Das alles will bezahlt sein. Kämmerer Daniel Bayer stellte fest, dass der Ergebnishaushalt 2022 einen Fehlbetrag von 1,322 Millionen Euro aufweist. Erträgen von 32 160 000 Euro stehen Aufwendungen für Personal, Sach- und Dienstleistungen, Abschreibungen, Zinsen und Transferaufwendungen von 33 482 000 Euro gegenüber.

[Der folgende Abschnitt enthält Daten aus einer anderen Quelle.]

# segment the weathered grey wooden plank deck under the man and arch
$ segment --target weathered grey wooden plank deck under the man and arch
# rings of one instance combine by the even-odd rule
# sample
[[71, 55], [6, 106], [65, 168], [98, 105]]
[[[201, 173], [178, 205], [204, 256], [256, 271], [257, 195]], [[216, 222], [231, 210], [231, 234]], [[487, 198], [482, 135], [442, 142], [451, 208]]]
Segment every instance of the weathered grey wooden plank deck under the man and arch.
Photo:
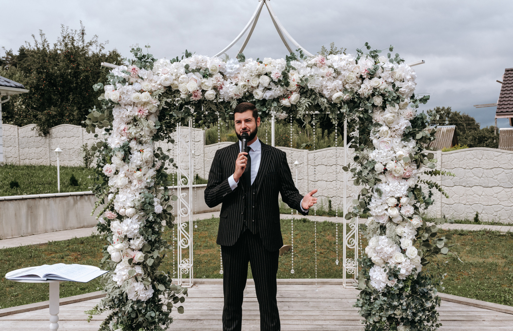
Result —
[[[279, 284], [278, 307], [284, 331], [352, 331], [363, 329], [357, 309], [352, 305], [358, 291], [341, 285]], [[243, 304], [243, 330], [259, 330], [260, 316], [254, 285], [248, 284]], [[85, 310], [100, 299], [77, 302], [60, 307], [60, 331], [93, 331], [102, 316], [86, 321]], [[189, 290], [184, 302], [185, 314], [175, 314], [170, 330], [222, 330], [223, 287], [221, 284], [198, 284]], [[438, 309], [441, 331], [511, 331], [513, 315], [442, 301]], [[48, 330], [48, 308], [0, 317], [2, 331]]]

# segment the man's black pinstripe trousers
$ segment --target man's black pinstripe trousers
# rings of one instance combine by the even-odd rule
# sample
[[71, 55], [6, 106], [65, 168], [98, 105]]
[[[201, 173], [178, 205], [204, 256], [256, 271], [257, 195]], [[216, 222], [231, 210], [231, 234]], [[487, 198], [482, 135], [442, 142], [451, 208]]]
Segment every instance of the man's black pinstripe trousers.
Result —
[[260, 234], [244, 231], [233, 246], [221, 246], [223, 256], [223, 331], [241, 331], [242, 301], [248, 277], [248, 262], [257, 291], [260, 329], [279, 331], [280, 315], [276, 301], [276, 274], [280, 251], [264, 248]]

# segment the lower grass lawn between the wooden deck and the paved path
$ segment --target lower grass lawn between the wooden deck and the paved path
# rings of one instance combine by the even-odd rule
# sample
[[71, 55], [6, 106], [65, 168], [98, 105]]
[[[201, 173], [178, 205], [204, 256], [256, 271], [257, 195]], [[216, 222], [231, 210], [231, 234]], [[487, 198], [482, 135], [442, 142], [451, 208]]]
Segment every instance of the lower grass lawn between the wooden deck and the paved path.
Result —
[[[194, 278], [222, 278], [220, 271], [220, 247], [215, 244], [219, 218], [197, 222], [194, 229]], [[282, 220], [282, 234], [290, 243], [290, 220]], [[294, 220], [294, 274], [290, 273], [291, 254], [280, 257], [278, 278], [315, 278], [315, 224], [306, 219]], [[342, 225], [339, 224], [339, 265], [335, 263], [337, 247], [336, 224], [317, 223], [317, 277], [342, 278]], [[448, 233], [448, 232], [447, 232]], [[453, 250], [456, 257], [439, 260], [429, 269], [433, 273], [447, 273], [442, 292], [478, 300], [513, 305], [513, 234], [498, 232], [451, 231], [454, 235]], [[172, 231], [165, 236], [171, 240]], [[41, 246], [23, 246], [0, 250], [0, 275], [17, 268], [52, 263], [82, 263], [99, 265], [104, 240], [100, 236], [75, 238], [51, 242]], [[366, 246], [365, 239], [362, 246]], [[186, 253], [186, 252], [185, 252]], [[172, 251], [164, 259], [160, 269], [173, 271]], [[352, 257], [349, 253], [348, 257]], [[445, 261], [449, 263], [444, 264]], [[437, 262], [437, 261], [435, 261]], [[175, 266], [176, 270], [176, 266]], [[186, 275], [184, 275], [186, 276]], [[248, 277], [251, 278], [251, 272]], [[100, 281], [89, 283], [61, 283], [61, 297], [97, 291]], [[0, 307], [48, 300], [47, 284], [18, 283], [2, 278], [0, 282]]]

Für Investitionen sind im Haushalt knapp 8,6 Millionen Euro veranschlagt, den größten Anteil nehmen hier Baumaßnahmen mit 7,24 Millionen Euro ein. Der Gesamtfinanzhaushalt schließt mit einem Defizit von 2,132 Millionen Euro ab – und das muss ausgeglichen werden. Schulden muss die Stadt allerdings immer noch keine aufnehmen. Kämmerer Bayer erklärt, dass das Jahr 2020 deutlich besser abgeschlossen hat als angenommen und auch für 2021 sieht die Finanzlage so aus, dass am Ende noch etwas übrig bleiben wird. Daher werden die Fehlbeträge mit Überschüssen aus den vorhergegangenen beiden Jahren ausgeglichen.

Die Gemeinderäte werden das dicke Buch voller Tabellen nun in ihren jeweiligen Fraktionen auf Herz und Nieren prüfen und in der nächsten Sitzung am Freitag, 19. November, gegebenenfalls ihre Einwände vortragen.